Year of Graduation

2021

Level of Access

Open Access Thesis

Embargo Period

5-20-2021

Department or Program

Africana Studies

First Advisor

Judith Casselberry

Abstract

My honors thesis argues that at Bowdoin College, failure to provide Culturally Relevant Teaching in art studio courses dismisses the representation of Blackness in the Visual Arts Department. Culturally Relevant Teaching (CRT) recognizes the importance of all students' cultural experiences in different aspects of learning. It allows for equitable access to education for students of diverse backgrounds. CRT is crucial to reconstructing Art Education to represent diverse student bodies. My position as a Black-Indigenous artist enables me to reflect on the intersection of these frameworks and to build upon them in order to highlight the need for pedagogical practice in studio art courses, that doesn’t center technical training derived from the Western canon of art production in Bowdoin’s Visual Arts Department.

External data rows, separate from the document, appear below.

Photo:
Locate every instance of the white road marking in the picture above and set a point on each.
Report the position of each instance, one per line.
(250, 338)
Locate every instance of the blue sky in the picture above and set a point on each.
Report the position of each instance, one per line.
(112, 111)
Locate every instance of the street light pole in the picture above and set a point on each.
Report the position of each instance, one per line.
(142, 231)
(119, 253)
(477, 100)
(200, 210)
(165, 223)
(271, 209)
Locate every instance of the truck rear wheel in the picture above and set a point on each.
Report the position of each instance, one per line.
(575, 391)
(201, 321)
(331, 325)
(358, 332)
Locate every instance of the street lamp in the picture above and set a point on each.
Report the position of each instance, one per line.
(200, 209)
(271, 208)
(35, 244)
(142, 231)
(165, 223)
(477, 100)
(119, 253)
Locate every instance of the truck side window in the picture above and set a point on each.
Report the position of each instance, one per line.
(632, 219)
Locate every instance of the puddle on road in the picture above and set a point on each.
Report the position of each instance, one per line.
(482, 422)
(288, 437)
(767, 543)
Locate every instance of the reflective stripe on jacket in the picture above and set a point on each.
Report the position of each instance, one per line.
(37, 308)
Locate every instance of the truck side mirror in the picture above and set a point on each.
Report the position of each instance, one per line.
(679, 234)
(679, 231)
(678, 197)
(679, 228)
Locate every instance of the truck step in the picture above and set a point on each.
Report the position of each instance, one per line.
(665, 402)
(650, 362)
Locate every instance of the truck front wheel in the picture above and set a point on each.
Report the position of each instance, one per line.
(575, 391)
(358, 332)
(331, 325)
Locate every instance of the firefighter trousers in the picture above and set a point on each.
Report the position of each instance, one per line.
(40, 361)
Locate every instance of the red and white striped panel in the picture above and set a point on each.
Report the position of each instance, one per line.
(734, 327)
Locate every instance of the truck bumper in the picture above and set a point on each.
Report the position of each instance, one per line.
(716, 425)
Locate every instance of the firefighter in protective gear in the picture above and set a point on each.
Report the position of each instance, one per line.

My research lives on a digital format, where you will engage with the history of Art at Bowdoin from 1794 to the present, oral histories from Black identifying alumni who have navigated the department, theoretical frameworks, and an auto ethnography that breaks down my self-taught pedagogical practice in response to the representational gaps in the curriculum. As you navigate this site, I ask you to follow the written instructions and engage with the interactive material. I will virtually guide you through this project chronologically, and through the lens in which I have experienced personally and through observation.